New mosaic to replace previous Art Club mural

A Thunderbird for the new mosaic sits in a cardboard box with other tiles.

Photo Credit: Emily Wilson

A Thunderbird for the new mosaic sits in a cardboard box with other tiles.


A Thunderbird for the new mosaic sits in a cardboard box with other tiles.
A Thunderbird for the new mosaic sits in a cardboard box with other tiles. Photo by Emily Wilson.

During their junior year, now seniors Mia Cox, Kaitlyn Carter, and Brianna Davis worked and talked with art teacher Paula Yoachim about replacing the mural outside the art room with a new piece of art. By second semester of their senior year, they had the idea for the art piece and made it into their own semester-long project.

“When we first started thinking about it we knew that we needed the T-bird,” Carter said. “Other than that, we didn’t really have anything to go off of.”

They decided they wanted to make a mural that would relate to Bellevue West and the entire community. Carter said Yoachim described a vision she had for the mural. It would be divided into three panels and each of the seniors had been assigned to one of those panels and worked on that piece throughout the semester.

The three pieces they chose to focus on were past, present, and future. The past, made by Davis, would focus on the Native American tribes that live in Nebraska. The present, made by Carter, would be the T-bird for Bellevue West and Cox is in charge of the third panel which focuses on the future.

“It has Omaha and a little bit of the airplanes to represent Offutt and the corn for the fields and some sandhill cranes and the river and the pedestrian bridge,” Cox said.

While each artist has her independency over her piece of the mosaic, they still have to work together as a team to complete a project of its size. They also don’t have many restrictions on what their panel consists of but they need to rely on each other because they’re all unified in the mural.

Davis and Cox decided to work together so the past and present pieces mirrored each other. The teepees in the past would mirror the pedestrian bridge in the future and the Native American girl would mirror the sandhill crane.

“It was really about place and how at Bellevue West everybody finds their niche, and it was really about identity and place,” Yoachim said. “So they wanted to honor the past, celebrate the present and look to the future so they just kind of came up with panels of the past, the present–which that’s our logo and all of our clubs and teams and things–and then the future is the Omaha skyline and where they’ll go from here.”

The artists have dedicated their second semester to this project and even came to school a day off of their spring break to work on it and hope to have it done by the end of the school year–even if it means coming back after the rest of the seniors are gone.

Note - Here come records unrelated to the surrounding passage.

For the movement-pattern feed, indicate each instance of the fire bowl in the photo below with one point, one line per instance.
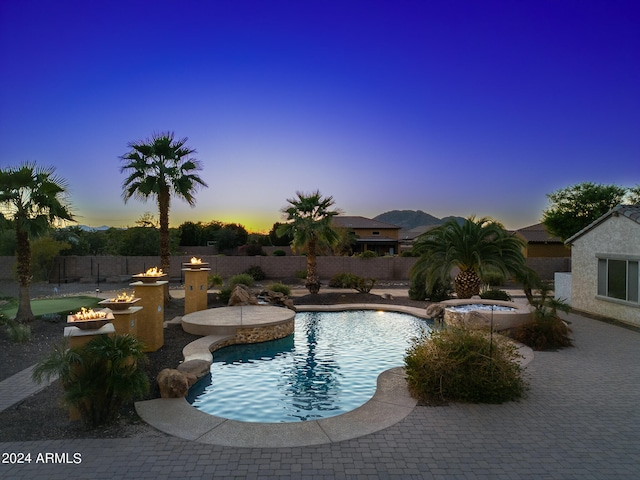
(90, 324)
(114, 304)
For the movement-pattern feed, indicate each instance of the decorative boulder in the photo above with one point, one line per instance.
(435, 311)
(277, 299)
(194, 370)
(241, 296)
(173, 383)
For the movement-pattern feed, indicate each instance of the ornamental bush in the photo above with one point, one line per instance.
(98, 377)
(280, 288)
(463, 365)
(256, 272)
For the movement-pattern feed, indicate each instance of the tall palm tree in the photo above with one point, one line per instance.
(309, 223)
(159, 168)
(472, 246)
(32, 199)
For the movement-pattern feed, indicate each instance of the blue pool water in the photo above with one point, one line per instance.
(329, 366)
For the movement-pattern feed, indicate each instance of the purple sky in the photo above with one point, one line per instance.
(451, 107)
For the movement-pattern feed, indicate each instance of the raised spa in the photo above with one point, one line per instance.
(480, 313)
(327, 367)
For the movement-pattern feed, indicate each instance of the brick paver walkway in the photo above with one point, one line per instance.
(581, 420)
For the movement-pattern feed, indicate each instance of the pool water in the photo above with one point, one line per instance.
(329, 366)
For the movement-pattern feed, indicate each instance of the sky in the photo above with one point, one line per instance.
(450, 107)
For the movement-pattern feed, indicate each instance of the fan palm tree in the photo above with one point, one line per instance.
(160, 168)
(32, 199)
(309, 218)
(472, 246)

“I like the actual seeing it come together because you get to see what really went well together, what didn’t and even though you can’t change a lot of things you get to see how it gets there,” said Davis.

One of the biggest challenges the artists have had so far is working together as a team to complete the project. There’s also the possibility at any point of a piece of clay breaking, which would mean that they would have to completely remake them.

While the artists have all heard remarks made about the current piece of art that’s on display now, they think that people will like the one they’re working on. Cox is optimistic for the responses of the new piece and is glad she was able to be a part of creating something that will be a lasting impression at Bellevue West.

“There may be some kids that wonder what happened to the old one, but I think it’s just so good that it’s going to be positive,” Yoachim said.